Vocal tract modeling using digital waveguides was first approached by Cook [53,55]; see Figure 1.10(c). Here, due to the spatial variation of the cross-sectional area of the vocal tract, multiple waveguide segments, separated by scattering junctions, are necessary. The model is driven at one end by a glottal model, and output is taken from the other end after filtering to simulate radiation effects. Such a model is reminiscent of the Kelly-Lochbaum speech synthesis model [124], which in fact predates waveguides altogether, and can be calibrated using linear predictive techniques [167], and wave digital speech synthesis models [211].

Networks of digital waveguides have also been used in a quasi-physical manner in order to effect artificial reverberation--in fact, this was one of the original applications of the technique [201]. In this case, a collection of waveguides, of varying impedances and delay lengths is used; such a network is shown in Figure 1.9(d). Such networks are passive, so that signal energy injected into the network from a dry source signal will produce an output whose amplitude will gradually attenuate, with frequency-dependent decay times dependent on the delays and immittances of the various waveguides--some of the delay lengths can be interpreted as implementing `early reflections'[201]. Such networks provide a cheap and stable way of generating rich impulse responses. Generalizations of waveguide networks to feedback delay networks (FDNs) [178] and circulant delay networks [180] have also been explored, also with an eye towards applications in digital reverberation. When a waveguide network is constructed in a regular arrangement, in two or three spatial dimensions, it is often referred to as a waveguide mesh [235,236,237,22]--see Figure 1.10(e). In 2D, such structures are useful in modelling the behaviour of membranes, and in 3D, potentially for full-scale room modelling (i.e., for artificial reverberation), though real-time implementations of such techniques are probably decades away. Some work on the use of waveguide meshes for the calculation of room impulse responses has appeared recently [14].

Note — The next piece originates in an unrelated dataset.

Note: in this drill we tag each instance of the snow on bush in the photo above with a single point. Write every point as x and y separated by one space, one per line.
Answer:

**Figure 1.10:** Typical digital waveguide configuration for musical sound synthesis. In all cases, boxes marked ${\bf S}$ represent scattering operations. (a) A simple waveguide string model, involving an excitation at a point along the string and terminating filters, and output read from a point along the string length, (b) a woodwind model, with scattering at tonehole junctions, input from a reed model at the left end, and output read from the right end, (c) a similar vocal tract configuration, involving scattering at junctions between adjacent tube segments of differing cross-sectional areas, (d) an unstructured digital waveguide network, suitable for quasi-physical artificial reverberation, and (e) a regular waveguide mesh, modelling wave propagation in a 2D structure such as a membrane.